Tuesday, November 27, 2007

Reason #1 To Pity Hulk Hogan


His estranged wife will soon be taking him to the fucking cleaners.

The fine folks at TMZ have once again provided us with a life-enriching dose of shadenfreude, reporting that the second-least-leathery member of the Clan Bollea (pictured here out shopping with her idiot son, who happens to be the Number One Least Leathery family member) has finally tapped out of her marriage to freedom-hating terrorist Hulk Hogan. She filed for divorce on November 20.

Subsequent rumormongering states that the Hogans have been effectively separated since June, with Nick Hogan's recent cataclysmic bout of high-speed idiocy adding straws to the back of the critically-overloaded camel that was the Hogan Marriage. Your Beloved Arabian Facebuster, of course, scooped the whole tawdry, publicity-generating tale back in April.
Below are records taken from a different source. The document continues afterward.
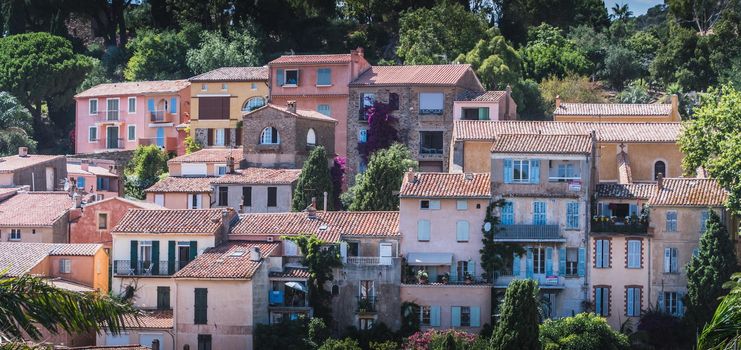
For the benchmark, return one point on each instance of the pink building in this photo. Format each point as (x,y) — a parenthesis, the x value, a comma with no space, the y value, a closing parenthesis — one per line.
(121,116)
(319,83)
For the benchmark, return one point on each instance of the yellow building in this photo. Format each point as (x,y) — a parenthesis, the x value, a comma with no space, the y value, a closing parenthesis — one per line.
(218,99)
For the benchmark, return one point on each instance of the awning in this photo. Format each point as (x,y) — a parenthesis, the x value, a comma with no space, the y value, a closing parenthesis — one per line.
(429,259)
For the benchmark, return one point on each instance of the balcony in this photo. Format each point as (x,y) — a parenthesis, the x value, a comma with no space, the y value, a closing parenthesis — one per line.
(146,268)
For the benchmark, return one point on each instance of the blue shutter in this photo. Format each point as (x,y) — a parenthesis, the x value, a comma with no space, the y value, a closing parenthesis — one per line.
(455,313)
(507,171)
(535,171)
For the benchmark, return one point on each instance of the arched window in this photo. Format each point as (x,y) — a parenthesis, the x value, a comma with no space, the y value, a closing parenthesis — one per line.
(659,168)
(311,137)
(253,104)
(269,136)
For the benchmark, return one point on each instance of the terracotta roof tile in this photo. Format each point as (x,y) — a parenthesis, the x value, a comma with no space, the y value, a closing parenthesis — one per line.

Can this marriage be saved? Will Hulk take time out from pinching coma patients and whoring out his failed popstar daughter to interrupt Linda and Nick's alimony-fueled shopping sprees? Does anyone give a fuck? And will Paramount ever return our calls about the script for our Hulk Hogan biopic Dirigible? Only time will tell, true believers... and Arabian Facebuster will be there to tell the tale!